Araştırmacılar, suya ihtiyaç duyan ya da yakın zamanda gövdeleri kesilen bitkilerin saatte yaklaşık 35 ses çıkardığını tespit etti. Ancak iyi sulanmış ve kesilmemiş bitkiler çok daha sessizdir ve saatte sadece bir ses çıkarırlar. Susuz bir bitkinin ses çıkardığını muhtemelen hiç duymamış olmanızın nedeni, seslerin ultrasonik olmasıdır – yaklaşık 20-100 kilohertz. Bu da çok az insanın duyabileceği kadar tiz oldukları anlamına gelir…
Tel-Aviv Üniversitesi‘nden Lilach Hadany ve meslektaşları susamış ya da yeni kesilmiş bitkilerin ultrasonik tıklama sesleri çıkardığını belirledi. Bu sesler oldukça tiz ve büyük olasılıkla sadece yakınlardaki bazı hayvanlar – örneğin yarasalar ve fareler – tarafından duyuluyor. Hadany, “Biraz patlamış mısıra benziyor – çok kısa tıklamalar" diyor. “Şarkı söylemek gibi değil."
Cell dergisinde yayımlanan bir araştırmaya göre, bitkiler susadıklarında ya da strese girdiklerinde “havadan gelen sesler" üretiyor; suya ihtiyaç duyan ya da yeni kesilmiş bitkiler saatte 35’e kadar ses çıkarıyor. Ancak bu sesler ultrasoniktir ve sadece yarasa, fare ve güve gibi bazı hayvanlar tarafından duyulabilir.
Bitkilerin bu sesleri nasıl çıkardığına dair teori, hava kabarcıkları oluştuğunda veya kırıldığında potansiyel olarak patlama sesleri çıkaran ksilemlerine odaklanıyor. Bir bitkinin su stresi altında olup olmadığını veya kesilip kesilmediğini çıkardığı seslerden yaklaşık %70 doğrulukla çıkarmak için bir makine öğrenimi modeli geliştirildi ve bu da tarım ve bahçecilikte bitkilerin sesle izlenmesinde olası bir rol olduğunu gösteriyor. Bitki seslerinin ekosistemlerdeki önemini ve bitki ve hayvanların davranışları üzerindeki potansiyel etkilerini belirlemek için daha fazla araştırmaya ihtiyaç var.
Bitkilerin ses telleri ya da akciğerleri yoktur. Hadany, bitkilerin nasıl ses çıkardığına dair mevcut teorinin, köklerinden gövdelerine ve yapraklarına su ve besin taşıyan tüpler olan ksilemlerine odaklandığını söylüyor. Ksilemdeki su, tıpkı bir pipetten emilen su gibi yüzey gerilimiyle bir arada tutulur. Ksilemde bir hava kabarcığı oluştuğunda veya kırıldığında, küçük bir patlama sesi çıkarabilir; kuraklık stresi sırasında kabarcık oluşumu daha olasıdır. Ancak Hadany, kesin mekanizmanın daha fazla çalışma gerektirdiğini söylüyor.
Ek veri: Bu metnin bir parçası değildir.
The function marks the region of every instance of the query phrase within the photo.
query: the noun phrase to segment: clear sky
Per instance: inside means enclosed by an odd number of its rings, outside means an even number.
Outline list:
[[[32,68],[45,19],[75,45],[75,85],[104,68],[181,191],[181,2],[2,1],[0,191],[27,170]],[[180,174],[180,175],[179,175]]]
Ekip, çıkardığı seslerden bir bitkinin kesilip kesilmediğini veya su stresi altında olup olmadığını anlamak için yaklaşık %70 doğrulukla bir makine öğrenimi modeli üretti. Bu sonuç, tarım ve bahçecilikte bitkilerin sesle izlenmesinin olası bir rolünü ortaya koyuyor.
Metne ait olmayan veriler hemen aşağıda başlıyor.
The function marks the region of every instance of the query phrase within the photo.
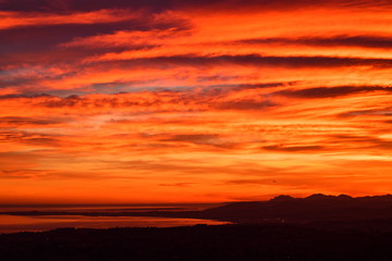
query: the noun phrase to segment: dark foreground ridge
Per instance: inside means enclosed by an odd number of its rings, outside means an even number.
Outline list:
[[[279,196],[267,201],[228,203],[203,211],[147,211],[147,212],[3,212],[14,215],[91,215],[91,216],[166,216],[229,221],[233,223],[264,224],[328,223],[329,226],[360,227],[367,222],[392,229],[392,195],[353,198],[346,195],[315,194],[306,198]],[[377,222],[376,222],[377,221]],[[360,225],[356,225],[359,223]]]
[[[61,228],[0,235],[7,261],[392,260],[392,233],[287,224]]]

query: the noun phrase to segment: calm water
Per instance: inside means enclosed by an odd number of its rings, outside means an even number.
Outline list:
[[[151,210],[200,210],[211,204],[183,206],[7,206],[0,212],[16,211],[61,211],[61,212],[127,212]],[[61,227],[110,228],[124,226],[184,226],[208,224],[219,225],[225,222],[197,219],[173,219],[156,216],[84,216],[84,215],[9,215],[0,214],[0,233],[40,232]]]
Peki bitki sesleri ekosistemlerin önemli bir özelliği midir ve hem bitkilerin hem de hayvanların davranışlarını etkiler mi? Avustralya’nın Sidney kentindeki Macquarie Üniversitesi‘nde çevre bilimi alanında uzmanlaşmış emekli bir biyolog olan Graham Pyke‘a göre kanıtlar henüz net değil.
Hayvanların stres altındaki bitkilerin iniltilerini dinlediğine şüpheyle yaklaşıyor. “Bu hayvanların bu kadar uzaktan sesleri gerçekten duyabilmeleri pek mümkün değil" diyor. Seslerin çok zayıf olacağını düşünüyor. Daha fazla araştırma konuya daha fazla ışık tutacaktır. Ancak Pyke, bitkilerin strese girdiklerinde ‘ciyakladıklarını‘ kabul etmeye tamamen istekli olduğunu söylüyor.